Amazing tutorial, exactly what I was looking for! Running it with a few text documents, the results are great. Do you have any recommendations for making the QA faster? A different model or libraries?
Great video again. Question though. I can see you are more in favour of langchain but what’s your thoughts on autogen and Teachable agents to do something similar? And in general I suppose your thoughts on autogen and its agentic model?
AutoGen is cool. I will make some videos about it at some point. I often use LangChain because it is easy and quick. I do like LlamaIndex as well and need to find some time to make vids about it as well.
Just wanted to give a big thumbs up to this, although I haven't yet watched the whole thing 😀. There are so many interesting things you can do with Local RAG and LangChain is very straight forward. I did something similar with Ollama's Llama3 model. Very interested in trying new Llama models that should be available soon.
LangChain and lamaIndex is really is boilerplate imho , they create more problems then they solve with their over abstraction , can you show vanilla example of how to do rag ?
I find chroma is not very suitable for local RAG. It sends back telemetry data to their devs. One needs to set anonymized_telemetry=False to keep it quiet. Also, running ollama with some of the tools mentioned behind a firewall/proxy can be a challenge.
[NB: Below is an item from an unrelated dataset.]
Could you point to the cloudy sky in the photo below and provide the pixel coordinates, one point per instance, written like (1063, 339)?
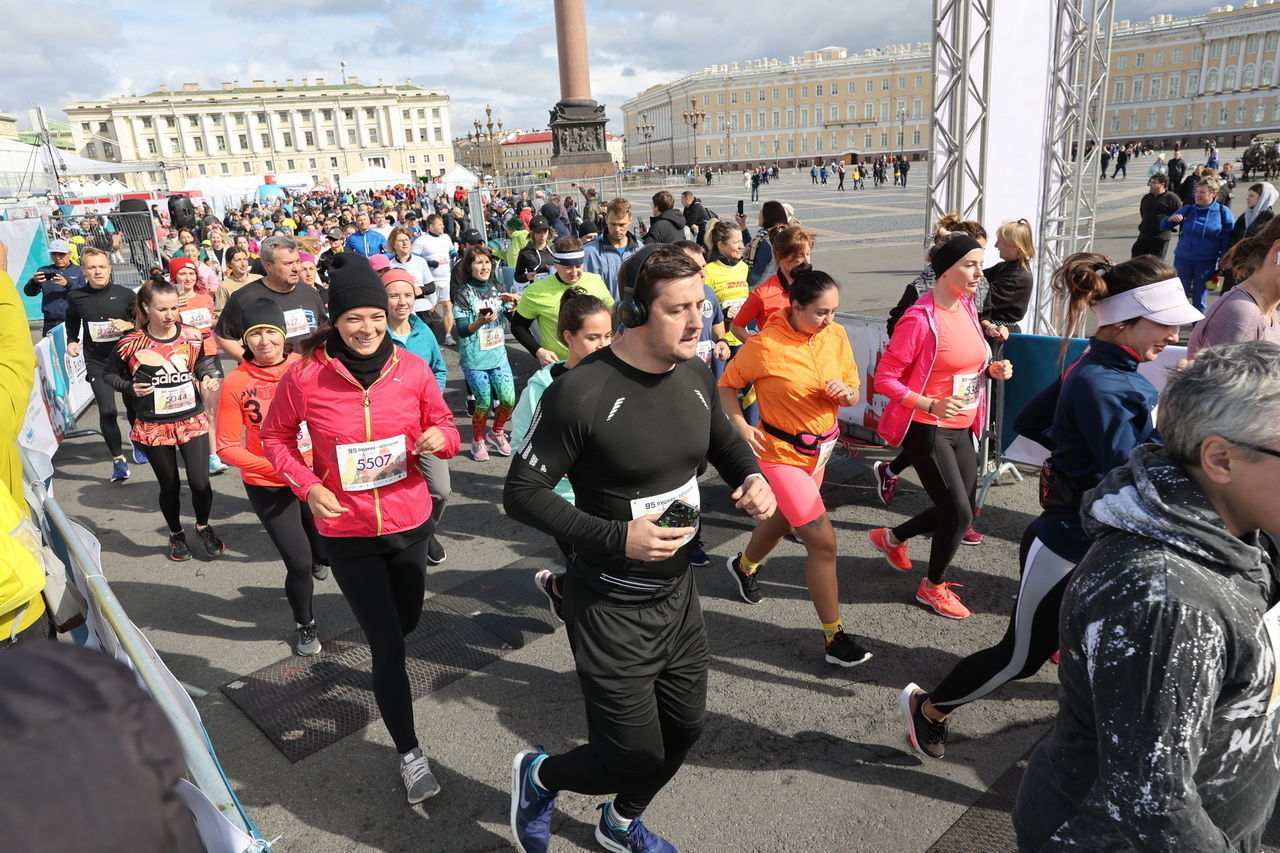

i've thought it is possible to switch it off completely. There is a big choice of vector or hybrid local databases these days, including postgres and mongo.
@@stanTrX I was hoping to get a better one suggested. I would prefer to use MariaDB, as I have it as a relational DB anyway on my server. Though, I've never seen any RAG examples with it.
how does this compare to ms' recently opensourced graphrag? btw there are graphrag w/ ollama implementation tutorials (2 diff versions to do it, 1 is a "hack" / req graphrag python lib change to make it work w/ ollama, other one req lm studio)... with 2 types of querying: "global", which works fine, always; "local", which often / usually fails (w/ various error msgs / for various reasons)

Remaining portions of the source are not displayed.